Tuesday, August 26, 2008

Using Back References with String replaceAll method

This is small problem i was facing the other day and couldn't find much information about it on the web so thought i would blog about it.

The problem is how to use back references in Java regular expressions.

The problem is this. Say i have a String like so

"orderM8orderA3orderX2NoReturn"

and i want to turn it into a String like so:

"order M#8 order A#3 orderX#2 NoReturn"

i can do this:

String test = "orderM8orderA3orderX2NoReturn";

String replaced = test.replaceAll("([A-Z])([0-9])", " $1#$2 ");

What happens here is:

  1. first create two regular expression for matching all capital letters [A-Z] and all single digits [0-9]
  2. Next i then put each of these in a group. using ( ) brackets. The grouping means that the match is remembered and can be referenced by the replace string.
  3. In the replace string i can then reference the matches via the $n notation where n = the number of the group.

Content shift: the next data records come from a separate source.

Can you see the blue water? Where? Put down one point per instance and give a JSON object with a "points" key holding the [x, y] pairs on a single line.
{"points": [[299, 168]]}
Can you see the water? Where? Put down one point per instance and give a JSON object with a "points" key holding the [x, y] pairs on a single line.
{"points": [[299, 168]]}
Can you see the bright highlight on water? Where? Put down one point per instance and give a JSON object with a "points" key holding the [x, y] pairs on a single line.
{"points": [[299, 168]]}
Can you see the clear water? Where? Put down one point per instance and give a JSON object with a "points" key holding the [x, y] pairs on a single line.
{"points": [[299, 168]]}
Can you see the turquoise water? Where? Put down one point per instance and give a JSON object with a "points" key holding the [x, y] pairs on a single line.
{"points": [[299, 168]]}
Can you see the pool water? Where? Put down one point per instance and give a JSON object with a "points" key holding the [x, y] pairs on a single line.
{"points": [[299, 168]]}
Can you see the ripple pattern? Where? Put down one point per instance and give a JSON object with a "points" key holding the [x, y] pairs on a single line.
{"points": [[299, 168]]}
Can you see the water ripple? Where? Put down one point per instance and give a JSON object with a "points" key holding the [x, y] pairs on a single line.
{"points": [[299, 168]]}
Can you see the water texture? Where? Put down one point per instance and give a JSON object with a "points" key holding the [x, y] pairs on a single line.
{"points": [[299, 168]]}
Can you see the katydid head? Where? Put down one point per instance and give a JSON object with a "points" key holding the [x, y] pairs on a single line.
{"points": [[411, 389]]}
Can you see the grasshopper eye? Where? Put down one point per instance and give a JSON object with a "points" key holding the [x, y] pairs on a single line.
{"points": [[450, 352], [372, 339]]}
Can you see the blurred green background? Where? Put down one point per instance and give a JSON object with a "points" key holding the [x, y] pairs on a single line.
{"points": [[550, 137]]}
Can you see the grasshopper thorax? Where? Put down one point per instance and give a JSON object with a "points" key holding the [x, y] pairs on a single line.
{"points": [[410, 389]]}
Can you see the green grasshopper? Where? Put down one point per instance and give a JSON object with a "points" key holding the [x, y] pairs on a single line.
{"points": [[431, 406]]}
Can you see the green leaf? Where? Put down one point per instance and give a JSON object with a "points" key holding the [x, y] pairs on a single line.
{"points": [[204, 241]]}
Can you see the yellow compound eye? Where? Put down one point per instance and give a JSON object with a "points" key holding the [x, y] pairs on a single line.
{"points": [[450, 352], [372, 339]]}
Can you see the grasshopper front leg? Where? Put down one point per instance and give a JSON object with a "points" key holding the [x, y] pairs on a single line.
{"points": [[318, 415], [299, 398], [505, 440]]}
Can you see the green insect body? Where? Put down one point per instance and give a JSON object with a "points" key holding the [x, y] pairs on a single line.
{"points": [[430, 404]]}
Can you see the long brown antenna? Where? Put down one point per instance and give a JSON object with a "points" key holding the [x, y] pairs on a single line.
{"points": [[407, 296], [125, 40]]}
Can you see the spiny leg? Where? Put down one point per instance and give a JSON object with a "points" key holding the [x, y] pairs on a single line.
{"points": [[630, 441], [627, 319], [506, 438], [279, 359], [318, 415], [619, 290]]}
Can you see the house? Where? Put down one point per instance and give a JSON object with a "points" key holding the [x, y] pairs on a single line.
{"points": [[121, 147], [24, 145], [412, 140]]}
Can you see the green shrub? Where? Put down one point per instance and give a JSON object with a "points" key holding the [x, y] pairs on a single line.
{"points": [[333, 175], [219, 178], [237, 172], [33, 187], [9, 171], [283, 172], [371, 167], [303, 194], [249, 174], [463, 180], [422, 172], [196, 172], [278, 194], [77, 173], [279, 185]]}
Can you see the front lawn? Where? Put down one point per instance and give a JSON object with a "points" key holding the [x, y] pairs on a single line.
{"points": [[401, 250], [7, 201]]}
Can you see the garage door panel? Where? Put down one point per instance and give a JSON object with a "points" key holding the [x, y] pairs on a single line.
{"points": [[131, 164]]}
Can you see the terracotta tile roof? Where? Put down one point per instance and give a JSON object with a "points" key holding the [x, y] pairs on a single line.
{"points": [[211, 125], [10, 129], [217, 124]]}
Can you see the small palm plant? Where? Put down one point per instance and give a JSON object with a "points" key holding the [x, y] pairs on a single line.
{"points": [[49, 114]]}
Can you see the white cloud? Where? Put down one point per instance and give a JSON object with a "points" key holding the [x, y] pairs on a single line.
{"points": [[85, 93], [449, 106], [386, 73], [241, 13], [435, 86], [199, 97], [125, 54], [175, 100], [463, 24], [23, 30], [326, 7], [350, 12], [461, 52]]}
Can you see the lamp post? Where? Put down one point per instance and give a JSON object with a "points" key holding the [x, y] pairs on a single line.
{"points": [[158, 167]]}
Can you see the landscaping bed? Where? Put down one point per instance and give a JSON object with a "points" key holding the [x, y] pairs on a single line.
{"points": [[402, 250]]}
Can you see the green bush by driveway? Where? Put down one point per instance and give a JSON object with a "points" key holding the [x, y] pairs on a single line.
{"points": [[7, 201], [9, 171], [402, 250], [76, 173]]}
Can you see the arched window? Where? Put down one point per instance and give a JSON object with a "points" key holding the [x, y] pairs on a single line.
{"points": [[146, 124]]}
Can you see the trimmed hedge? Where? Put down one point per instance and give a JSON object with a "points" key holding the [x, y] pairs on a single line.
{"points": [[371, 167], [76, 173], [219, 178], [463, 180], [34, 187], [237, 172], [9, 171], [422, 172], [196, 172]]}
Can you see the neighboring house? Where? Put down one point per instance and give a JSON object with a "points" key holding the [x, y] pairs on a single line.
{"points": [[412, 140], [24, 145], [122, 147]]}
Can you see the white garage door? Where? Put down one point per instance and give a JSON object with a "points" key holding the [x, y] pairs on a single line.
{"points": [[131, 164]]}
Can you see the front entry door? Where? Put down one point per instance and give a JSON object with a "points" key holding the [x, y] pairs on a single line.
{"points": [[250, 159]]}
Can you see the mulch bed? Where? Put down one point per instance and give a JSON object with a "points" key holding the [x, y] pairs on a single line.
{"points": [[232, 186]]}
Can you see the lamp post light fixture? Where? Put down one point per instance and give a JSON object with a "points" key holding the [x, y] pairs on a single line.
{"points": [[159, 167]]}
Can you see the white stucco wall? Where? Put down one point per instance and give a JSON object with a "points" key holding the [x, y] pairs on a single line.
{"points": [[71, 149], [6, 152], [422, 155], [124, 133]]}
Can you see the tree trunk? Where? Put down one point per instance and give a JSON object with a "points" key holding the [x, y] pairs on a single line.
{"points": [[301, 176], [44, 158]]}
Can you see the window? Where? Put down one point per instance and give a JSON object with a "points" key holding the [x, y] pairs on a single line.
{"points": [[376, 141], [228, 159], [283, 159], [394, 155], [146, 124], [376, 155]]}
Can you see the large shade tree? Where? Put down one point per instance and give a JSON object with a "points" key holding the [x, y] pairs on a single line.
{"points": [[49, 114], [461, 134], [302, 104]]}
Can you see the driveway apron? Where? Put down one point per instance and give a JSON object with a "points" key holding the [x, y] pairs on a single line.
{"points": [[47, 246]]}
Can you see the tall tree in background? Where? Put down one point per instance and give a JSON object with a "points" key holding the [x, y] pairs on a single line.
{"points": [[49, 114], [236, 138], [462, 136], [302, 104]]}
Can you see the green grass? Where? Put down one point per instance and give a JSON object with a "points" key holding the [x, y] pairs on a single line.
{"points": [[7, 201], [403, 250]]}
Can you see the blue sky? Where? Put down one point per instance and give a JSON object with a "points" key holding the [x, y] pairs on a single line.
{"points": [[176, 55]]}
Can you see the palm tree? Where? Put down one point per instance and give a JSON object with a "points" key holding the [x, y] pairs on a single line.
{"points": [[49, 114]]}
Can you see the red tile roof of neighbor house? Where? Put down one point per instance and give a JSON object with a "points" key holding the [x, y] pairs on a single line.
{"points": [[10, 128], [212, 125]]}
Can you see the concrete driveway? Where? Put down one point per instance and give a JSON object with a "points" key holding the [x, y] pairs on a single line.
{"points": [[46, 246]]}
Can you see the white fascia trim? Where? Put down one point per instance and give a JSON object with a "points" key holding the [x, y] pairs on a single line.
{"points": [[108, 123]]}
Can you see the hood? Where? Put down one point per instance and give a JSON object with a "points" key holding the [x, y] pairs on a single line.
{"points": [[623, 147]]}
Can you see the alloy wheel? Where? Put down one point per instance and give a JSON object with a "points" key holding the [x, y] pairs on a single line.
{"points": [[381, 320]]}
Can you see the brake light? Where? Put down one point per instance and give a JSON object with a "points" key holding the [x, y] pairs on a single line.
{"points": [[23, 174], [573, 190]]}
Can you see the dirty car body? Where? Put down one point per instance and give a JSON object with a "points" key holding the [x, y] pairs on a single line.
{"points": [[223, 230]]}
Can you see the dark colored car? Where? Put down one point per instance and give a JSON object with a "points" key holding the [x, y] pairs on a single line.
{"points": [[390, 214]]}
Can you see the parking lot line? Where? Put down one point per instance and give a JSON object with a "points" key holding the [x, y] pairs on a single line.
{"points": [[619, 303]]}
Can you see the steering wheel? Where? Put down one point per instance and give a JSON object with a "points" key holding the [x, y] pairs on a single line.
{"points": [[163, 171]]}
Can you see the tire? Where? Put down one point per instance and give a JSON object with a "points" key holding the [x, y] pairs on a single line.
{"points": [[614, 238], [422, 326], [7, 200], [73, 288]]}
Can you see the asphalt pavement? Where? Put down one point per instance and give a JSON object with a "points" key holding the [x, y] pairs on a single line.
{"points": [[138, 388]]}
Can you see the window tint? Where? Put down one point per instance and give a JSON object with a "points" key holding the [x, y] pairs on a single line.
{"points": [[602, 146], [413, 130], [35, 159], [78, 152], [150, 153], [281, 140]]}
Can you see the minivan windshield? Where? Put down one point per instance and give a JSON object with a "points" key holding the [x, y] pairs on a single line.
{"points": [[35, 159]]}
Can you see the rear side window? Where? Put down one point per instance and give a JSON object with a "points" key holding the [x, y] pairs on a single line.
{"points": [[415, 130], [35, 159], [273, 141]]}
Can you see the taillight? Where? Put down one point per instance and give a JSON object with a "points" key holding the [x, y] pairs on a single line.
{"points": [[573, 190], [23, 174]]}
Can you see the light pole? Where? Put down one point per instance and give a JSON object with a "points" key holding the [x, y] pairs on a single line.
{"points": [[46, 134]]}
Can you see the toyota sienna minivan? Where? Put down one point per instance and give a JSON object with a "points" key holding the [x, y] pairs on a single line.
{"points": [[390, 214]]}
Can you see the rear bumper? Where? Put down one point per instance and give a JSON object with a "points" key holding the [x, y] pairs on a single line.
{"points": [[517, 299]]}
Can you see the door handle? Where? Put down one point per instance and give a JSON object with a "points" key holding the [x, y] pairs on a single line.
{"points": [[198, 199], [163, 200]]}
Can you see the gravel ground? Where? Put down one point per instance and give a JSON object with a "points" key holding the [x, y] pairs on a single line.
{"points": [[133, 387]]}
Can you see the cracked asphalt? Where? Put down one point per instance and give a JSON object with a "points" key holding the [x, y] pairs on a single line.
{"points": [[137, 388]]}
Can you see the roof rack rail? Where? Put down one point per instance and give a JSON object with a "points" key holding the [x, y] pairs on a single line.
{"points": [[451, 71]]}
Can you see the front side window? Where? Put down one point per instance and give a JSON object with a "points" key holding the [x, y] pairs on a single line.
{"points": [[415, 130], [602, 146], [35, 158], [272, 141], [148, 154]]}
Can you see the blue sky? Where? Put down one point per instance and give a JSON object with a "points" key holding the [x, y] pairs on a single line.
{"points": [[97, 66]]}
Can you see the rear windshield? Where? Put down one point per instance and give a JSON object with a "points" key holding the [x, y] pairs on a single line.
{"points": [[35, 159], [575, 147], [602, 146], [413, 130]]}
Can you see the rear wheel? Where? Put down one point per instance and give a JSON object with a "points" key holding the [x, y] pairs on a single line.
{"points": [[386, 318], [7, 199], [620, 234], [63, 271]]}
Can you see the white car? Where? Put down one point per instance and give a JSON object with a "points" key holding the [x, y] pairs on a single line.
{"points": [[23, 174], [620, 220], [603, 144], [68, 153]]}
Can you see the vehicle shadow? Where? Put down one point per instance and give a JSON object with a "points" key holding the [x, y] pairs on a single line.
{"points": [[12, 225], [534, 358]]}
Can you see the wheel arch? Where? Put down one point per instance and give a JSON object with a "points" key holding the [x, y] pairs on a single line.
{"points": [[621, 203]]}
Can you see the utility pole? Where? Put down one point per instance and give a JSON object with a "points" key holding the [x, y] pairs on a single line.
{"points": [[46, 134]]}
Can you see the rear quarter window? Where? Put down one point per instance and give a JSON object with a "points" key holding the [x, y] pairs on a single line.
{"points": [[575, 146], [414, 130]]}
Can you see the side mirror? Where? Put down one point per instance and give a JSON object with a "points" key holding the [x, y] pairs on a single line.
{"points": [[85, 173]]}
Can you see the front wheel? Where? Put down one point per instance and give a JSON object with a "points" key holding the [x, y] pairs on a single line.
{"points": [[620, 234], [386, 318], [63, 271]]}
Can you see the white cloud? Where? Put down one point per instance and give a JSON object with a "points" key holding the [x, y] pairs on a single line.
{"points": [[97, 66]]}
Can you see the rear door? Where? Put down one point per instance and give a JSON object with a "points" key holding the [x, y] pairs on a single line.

So what happens is: The regular expression processor moves along the string looking for cases of a capital letter next to a digit. When it find them it stores the capital letter in a group 1 and the digit in group 2.

So i want to replace the original match with another string i can.

Also note. The whole expression is automatically added to an implicit group zero 0 that is a group of the whole expression.

String replaced = test.replaceAll("([A-Z])([0-9])", " '$0' ");

will give

order 'M8' order 'A3' order 'X2' NoReturn
IMPORTANT NOTE:

The javadoc says that you reference back references with '\n' (were n = number) but that is not true. That does not work you need to use '$n'. The javadoc is wrong and needs to be updated.

Pattern javadoc

Hope this helps :)

7 comments:

Xhiris said...

As of Groovy 1.6.3, this doesn't seem to work.

You get the error "illegal string body character after dollar sign [...]

Use single quotes (') or slash (/) to delimit the replacement string and it works fine.

lopik said...

Thanks for your post, i was just struggling with \1 backreferences not working.. $1 works perfect for me. (using String.replaceAll(String,String) )

Anonymous said...

Helped a lot. Thanks

dracularKing said...

thanks, it's pretty useful to me

drac

Anonymous said...

\1 backreferences work in the regex argument, not in the replacement argument.

Chris Treber said...

Excellent; had the same problem (\n does NOT work)

ben ingledew said...

Thanks, used your blog to refresh my memory on using backreferences. Replaced about 20 lines of code with about 2.